Still, STS has been hit by redemption requests including $82 million for April and $75 million for May. It is bracing for another $86 million of withdrawals in June and about $50 million in July. The fund had $1.5 billion under management as of March 31.

“It should be noted that while the pace of redemptions has increased somewhat in the near term, this has not presented any change to our portfolio-management strategy,” the firm wrote in an investor letter distributed last month. “Of note: through the first three months of the year, the balance of redemptions, back-fill contributions and cashflow on the portfolio holdings has generated a positive increase of approximately $40 million. While the coming periods account for some incremental increase in outflows, they represent a relatively small portion of the overall fund size and are mitigated by the increase in portfolio cashflows.”

In reopening STS, Deer Park Road hopes to raise $250 million to $500 million — in addition to the assets transferring from Burgess Creek. So far, it has taken in $10 million of fresh capital.

Deer Park Road launched Burgess Creek in 2013 to offer investors a less-volatile version of its STS strategy. While nearly 70% of Burgess Creek’s positions also are held by STS, the balance of its holdings are higher-rated mortgage securities that tend to be more liquid. Through April, Burgess Creek was showing an annualized return of 6.6%. But year-to-date, it was down 4.5%.

In December 2015, a Danish pension began withdrawing its entire $50 million investment from Burgess Creek. At the time, the fund had a little more than $300 million. As a result of the redemption, which was to be executed over six months, other investors would have held increasingly large percentages of the fund. That, coupled with investor demand for STS, was enough for Deer Park Road to pull the plug on Burgess Creek.
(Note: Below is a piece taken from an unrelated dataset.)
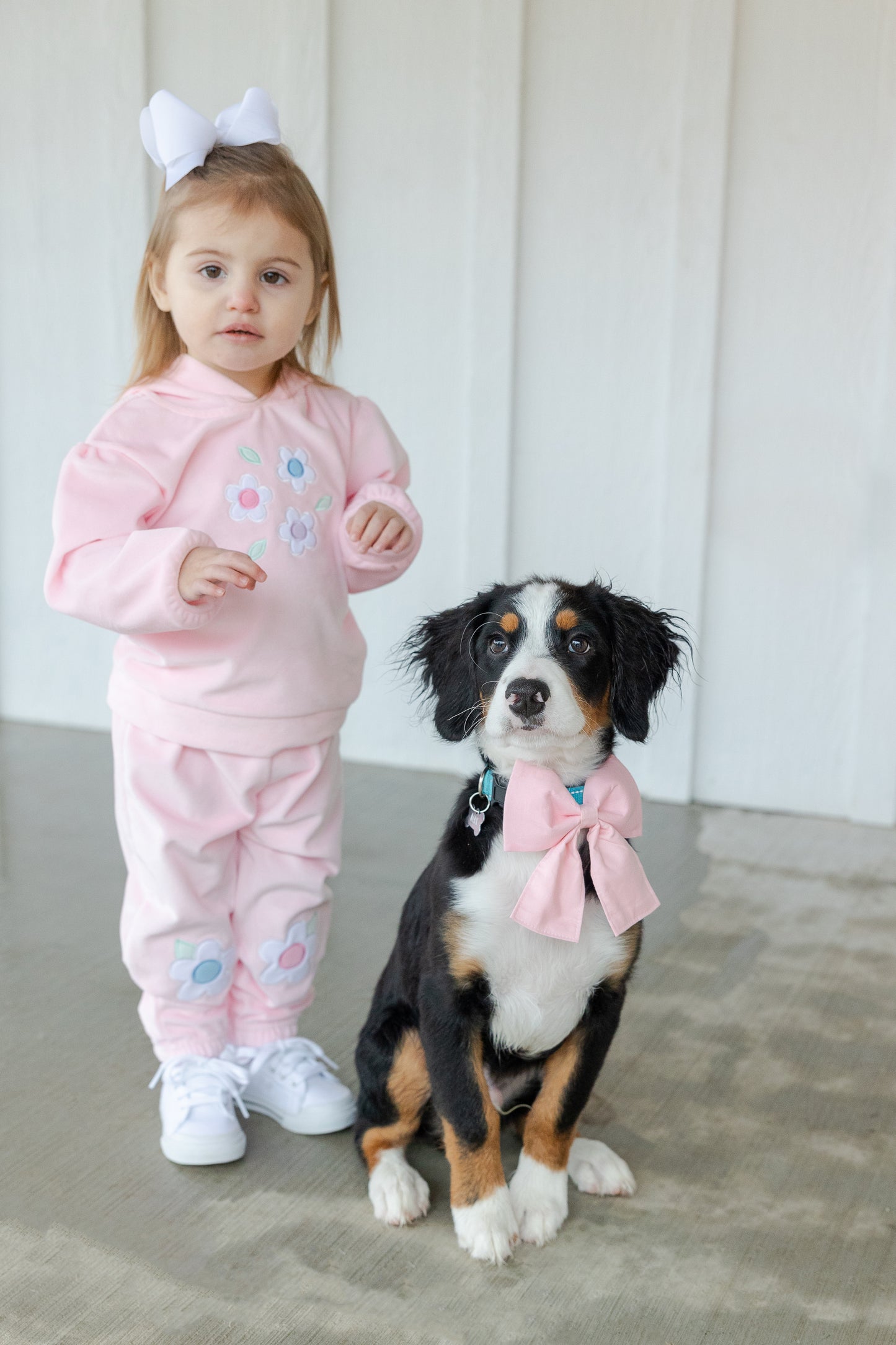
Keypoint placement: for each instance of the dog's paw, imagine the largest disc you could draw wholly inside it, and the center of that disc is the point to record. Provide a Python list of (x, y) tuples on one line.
[(598, 1172), (488, 1230), (398, 1192), (539, 1197)]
In doing so, it offered limited partners three exit options: transferring to STS, liquidating their stakes over 12-18 months, or receiving in-kind payments of assets. Only one investor opted for a payment in kind.

The changes to STS’ fee and liquidity terms were designed to make the fund more attractive to pension consultants and other advisors to institutional investors. They have shied away from STS due in part to the perception of a liquidity mismatch between the underlying assets and the fund’s monthly redemption schedule. There also was a concern that without a management fee, the firm might be vulnerable to periods of low or negative returns.

Several sources suggested Deer Park Road may have had an ulterior motive in ushering Burgess Creek investors to STS. Because the funds have similar portfolios, liquidating Burgess Creek could have dented the values of the underlying securities, which in turn would have hurt the performance of STS.

The maneuver also has rekindled skepticism among some observers about the ability of STS to generate such consistently strong returns. “The firm has too perfect of a return profile since its 2008 launch,” one source said.

Deer Park Road is led by founder Michael Craig-Scheckman and chief investment officer Scott Burg. Craig-Scheckman previously was a portfolio manager at Millennium Management. Before joining Deer Park Road, Burg co-founded an asset-valuation shop called Clayton IPS, now known as MountainView IPS. Among MountainView’s clients is Deer Park Road. Scott Gibson, who became head of marketing for Deer Park Road earlier this year, previously worked at MountainView IPS.